Scraping multiple pages from one site into R (absolute beginner level)

M_AcostaCH · June 15, 2023, 4:38am

Hi @MFPete , for this type of page you need use Rselenium.

The connection is a little difficult for the first time, but not impossible.
Here more info about it:

For you request I'm show an advance.

library(RSelenium)
library(XML)
library(dplyr)
library(rvest)

remDr <- remoteDriver(browserName = "chrome",port = 4444, 
                      remoteServerAddr = "localhost")  

remDr$open()
Sys.sleep(1)

remDr$navigate("https://members.parliament.uk/members/Commons")

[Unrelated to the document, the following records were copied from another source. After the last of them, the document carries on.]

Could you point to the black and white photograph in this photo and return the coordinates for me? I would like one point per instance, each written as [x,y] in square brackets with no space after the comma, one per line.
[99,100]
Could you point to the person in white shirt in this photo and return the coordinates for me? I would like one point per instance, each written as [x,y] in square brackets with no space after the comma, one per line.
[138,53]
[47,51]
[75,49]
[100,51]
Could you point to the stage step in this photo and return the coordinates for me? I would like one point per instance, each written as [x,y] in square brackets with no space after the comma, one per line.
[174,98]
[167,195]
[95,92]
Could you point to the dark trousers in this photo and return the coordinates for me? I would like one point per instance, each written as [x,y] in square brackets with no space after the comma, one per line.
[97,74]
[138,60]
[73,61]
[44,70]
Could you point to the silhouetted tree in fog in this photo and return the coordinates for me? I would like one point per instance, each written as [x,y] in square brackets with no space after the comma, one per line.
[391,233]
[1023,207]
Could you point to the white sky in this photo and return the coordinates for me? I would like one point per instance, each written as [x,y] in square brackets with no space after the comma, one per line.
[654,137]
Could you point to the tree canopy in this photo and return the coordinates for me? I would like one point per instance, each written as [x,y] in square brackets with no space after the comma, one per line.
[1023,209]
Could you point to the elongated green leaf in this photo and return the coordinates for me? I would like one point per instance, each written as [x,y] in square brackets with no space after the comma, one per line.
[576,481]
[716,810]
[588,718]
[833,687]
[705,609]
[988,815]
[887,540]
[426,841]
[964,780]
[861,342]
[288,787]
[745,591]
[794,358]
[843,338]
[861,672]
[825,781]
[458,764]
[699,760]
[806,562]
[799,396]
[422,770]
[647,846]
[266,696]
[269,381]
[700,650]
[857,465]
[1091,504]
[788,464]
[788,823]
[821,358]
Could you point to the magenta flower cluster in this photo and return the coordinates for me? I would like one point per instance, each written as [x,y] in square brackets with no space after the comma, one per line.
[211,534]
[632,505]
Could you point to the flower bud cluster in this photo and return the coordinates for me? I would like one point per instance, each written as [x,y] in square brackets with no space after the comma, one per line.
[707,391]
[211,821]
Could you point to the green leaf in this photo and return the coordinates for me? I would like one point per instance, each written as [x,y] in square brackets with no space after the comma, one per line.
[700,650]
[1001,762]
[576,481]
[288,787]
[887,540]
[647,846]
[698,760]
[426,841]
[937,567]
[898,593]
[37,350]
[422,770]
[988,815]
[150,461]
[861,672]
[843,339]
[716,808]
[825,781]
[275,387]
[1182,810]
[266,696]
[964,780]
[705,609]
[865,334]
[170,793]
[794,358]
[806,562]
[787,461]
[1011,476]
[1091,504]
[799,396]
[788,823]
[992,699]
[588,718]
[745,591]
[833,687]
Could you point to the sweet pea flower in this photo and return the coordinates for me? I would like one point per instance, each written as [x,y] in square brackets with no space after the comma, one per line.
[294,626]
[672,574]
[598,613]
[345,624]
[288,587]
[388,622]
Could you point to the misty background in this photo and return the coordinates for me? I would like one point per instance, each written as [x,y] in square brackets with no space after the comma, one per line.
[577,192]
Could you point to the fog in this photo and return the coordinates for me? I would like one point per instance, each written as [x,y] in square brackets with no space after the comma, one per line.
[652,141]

html <- remDr$getPageSource()[[1]]

url_data1 <- html %>%
  read_html() %>% 
  html_nodes(xpath='//*[@id="main-content"]/div/article/div/div/div[3]/a[1]') %>% 
  html_attr("href");url_data1
#"/member/172/contact"

url_data2 <- html %>%
  read_html() %>% 
  html_nodes(xpath='//*[@id="main-content"]/div/article/div/div/div[3]/a[2]') %>% 
  html_attr("href");url_data2
# "/member/4212/contact"

url_data3 <- html %>%
  read_html() %>% 
  html_nodes(xpath='//*[@id="main-content"]/div/article/div/div/div[3]/a[3]') %>% 
  html_attr("href");url_data3
# "/member/4639/contact"

# but whe im try to make a loop for all post of page 1 show me this error:
for (i in 1:20) {
  url_data <- html %>%
    html_nodes(xpath = paste('//*[@id="main-content"]/div/article/div/div/div[3]/a[', i, ']')) %>% 
    html_attr("href")
  
  Sys.sleep(2)
  
  # data frame
  df <- df %>% bind_rows(data.frame(url_data))
}
# Error in UseMethod("xml_find_all") : 
#   no applicable method for 'xml_find_all' applied to an object of class "character"

# The idea is repeat this loop for all pages.